2013-05-23 / Front Page

Women’s build kicks off reno project


Manistique High School building trades instructor Guy Thorell, middle, assists two volunteers during the recent Women Build Project day. 
Pioneer Tribune photo Manistique High School building trades instructor Guy Thorell, middle, assists two volunteers during the recent Women Build Project day. Pioneer Tribune photo MANISTIQUE – Habitat for Humanity – Hiawathaland recently completed its third annual Women Build Project day. The build, a collaboration with Lowe’s, used grant money to renovate a local family’s home.

According to Karen Skiles, operations manager at the Hiawathaland office, using the $5,000 grant, volunteers from across the area chipped in to get started on the local renovation.

“We had approximately 33 volunteers during the morning hours and … had the building trades students in the afternoon as well for a total of at least 50 volunteers for the day,” she said. “Will Barker of Wausau Homes and Barker Construction in Manistique, volunteered his time as our onsite construction supervisor for the day … he taught and supervised the crew that was replacing windows and doors.”

The 2012 volunteer of the year, Andrea Wedegartner, was also on hand, serving as landscaping supervisor.

“The family we served is a single mom with two preschool-aged kids who works and goes to school,” Skiles explained. “She is in the process of completing her accounting degree through Bay College.”

Work to be performed on the home includes: roof replacement, siding repair, replacement of all windows and doors, painting, installation of additional insulation, and landscaping.

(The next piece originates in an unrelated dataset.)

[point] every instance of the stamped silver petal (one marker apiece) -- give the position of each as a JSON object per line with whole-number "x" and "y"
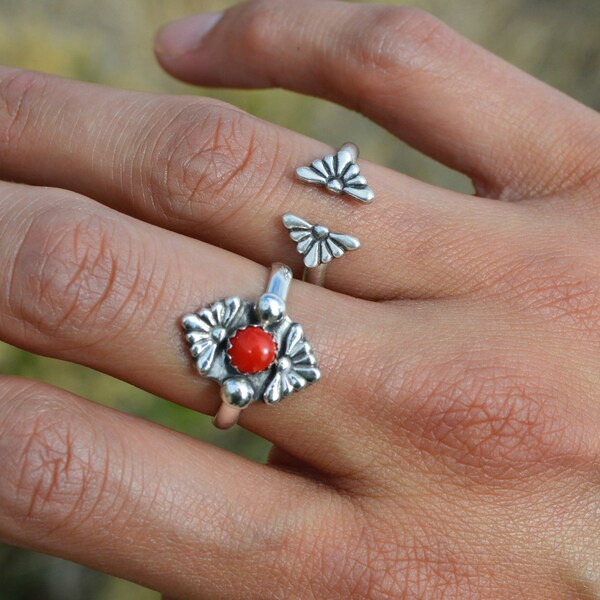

Guy Thorell, along with the building trades students from Manistique High School will continue to work on the project.

“Kelli Beaudry, a foster care worker at DHS (Department of Human Services), was our guest speaker in the morning and she spoke of the importance of having a happy and healthy home and the affect that has on children growing up in that home,” Skiles said. “There were eight ladies that came over from The Paul Mitchell School in Escanaba as well that day.”

According to the Habitat officials, the project is designed to empower families and in particular to empower women and teach home maintenance and construction skills. The workforce that day is required to be 70 percent women.